| name | generate-synthetic-data |
| description | Guides creation of synthetic eval cases that expand coverage without drifting away from real usage. Use when the current eval set is too small, too repetitive, or missing edge cases, and you need more diverse prompts, distractors, or structured scenarios.
|
Generate Synthetic Data
Overview
- Start from real failure modes or real task dimensions, not random prompt generation.
- Generate synthetic examples to cover missing combinations systematically.
- Filter synthetic examples for realism, uniqueness, and evaluability.
- Add only examples that improve coverage or expose a real blind spot.
- Validate synthetic examples against real usage periodically.
Prerequisites
Inspect the current eval suite and recent traces first. Determine what dimensions are under-covered. Use evals/, traces/, and evaluators/index.mjs to understand what kinds of examples the repo can score well.
Synthetic data should feed the label workflow: generate inputs, run them through the actual system, review traces, store human labels, then promote durable examples into eval suites.
Core Instructions
Start From Dimensions, Not Random Prompts
Define the dimensions that matter for the task, such as:
- difficulty
- ambiguity
- required format
- domain
- tool/no-tool decision
- retrieval dependency
- single-hop vs multi-hop
Generate examples by combining those dimensions intentionally.
Use Tuple-Based Coverage
Create combinations of task dimensions and ensure each combination is represented by at least one eval case. This prevents synthetic generation from overproducing the easiest examples.

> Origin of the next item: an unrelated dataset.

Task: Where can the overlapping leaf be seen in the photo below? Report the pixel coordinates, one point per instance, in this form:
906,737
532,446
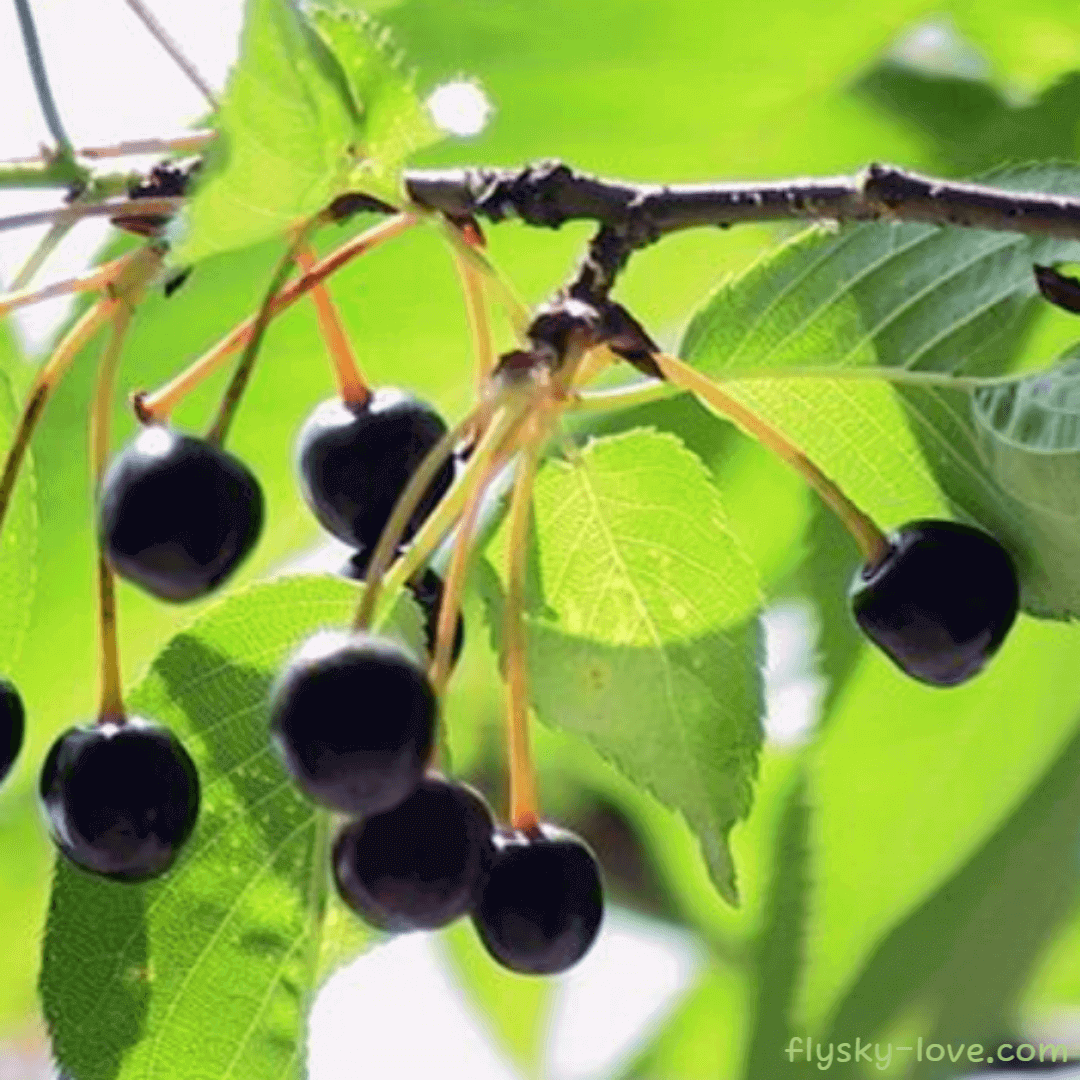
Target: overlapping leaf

Generate Evaluatable Cases
A synthetic example is useful only if you can score it reliably. Prefer cases that support:
- exact checks
- regex checks
- tool-call checks
- clearly grounded subjective evaluation
Do not generate cases whose “correct answer” is too vague to evaluate.
Filter Generated Examples
Reject examples that are:
- duplicates
- unrealistic
- too similar to the prompt template
- trivially easy
- impossible to score cleanly
Keep only synthetic data that expands meaningful coverage.
Repo Files To Inspect
evals/
dataset.mjs
run-eval.mjs
evaluators/index.mjs
traces/
labels/
docs/schemas/labels.md
Anti-Patterns
- Generating synthetic data without first identifying missing dimensions.
- Adding large volumes of low-quality examples.
- Treating synthetic data as a substitute for real user data.
- Creating examples that cannot be scored clearly.
- Overfitting the suite to synthetic phrasing.